Connie got up and slouched over to where Mrs Bradley was standing. She looked sulky, but, as Mrs Bradley realized with pity, she was almost at the end of her nerves.

‘And now,’ said Mrs Bradley, kindly, but with the utmost decision, ‘I’ll tell you what you’re going to do. You’re going to stay at my house, in the village of Wandles Parva, until you begin your new job. No one can get at you there. Would you like to go there to-night? If so, I will order a car. It is not above twenty miles from here, and no one except Laura Menzies – and I think you’ll agree that she can be trusted – knows anything about it or where it is.’

‘Oh, if only I could get away! Would there be people there? I mean, I couldn’t bear to be alone,’ said Connie, whose mind was as much (or as little) confused as this speech suggested.

‘There are my servants, and my chauffeur will be there. You’ll like George. A most sturdy fellow. Come downstairs with me, and we’ll send for him. That will be very much better than hiring a car.’
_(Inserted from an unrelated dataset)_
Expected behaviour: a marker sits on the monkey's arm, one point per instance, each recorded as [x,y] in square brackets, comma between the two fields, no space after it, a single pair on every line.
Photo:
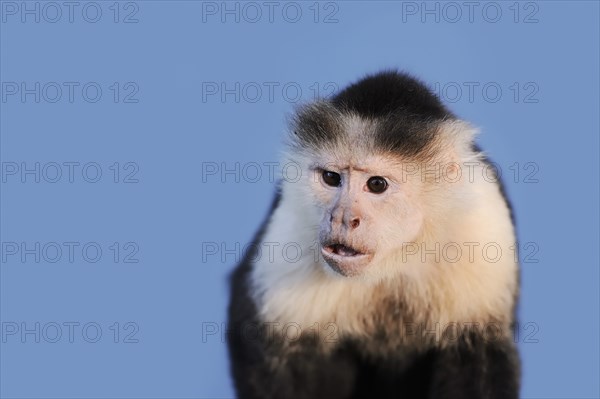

‘But I don’t want to stay here another minute! I don’t want to meet the Tidsons ever again! You don’t understand – I could never tell you the things he’s said to me!’

‘You shall not meet them again,’ said Mrs Bradley. ‘You can wait in here instead of coming downstairs. When the car arrives – we shall all be at dinner, I should think – all you have to do is to answer Laura’s knock – three quick raps on your door – and take yourself off as fast as ever you can go. And you’d better not come back without sending me word.’

‘And you’ll let Aunt Prissie know? You won’t let her worry, will you? You’ll let her know I’m safe, but not where I’ve gone!’

‘I’ll reassure her. Don’t worry. George will bring the car to the hotel entrance at about a quarter to eight. We never finish dinner before eight, so that should allow you to be well away from here before we come out of the dining-room.’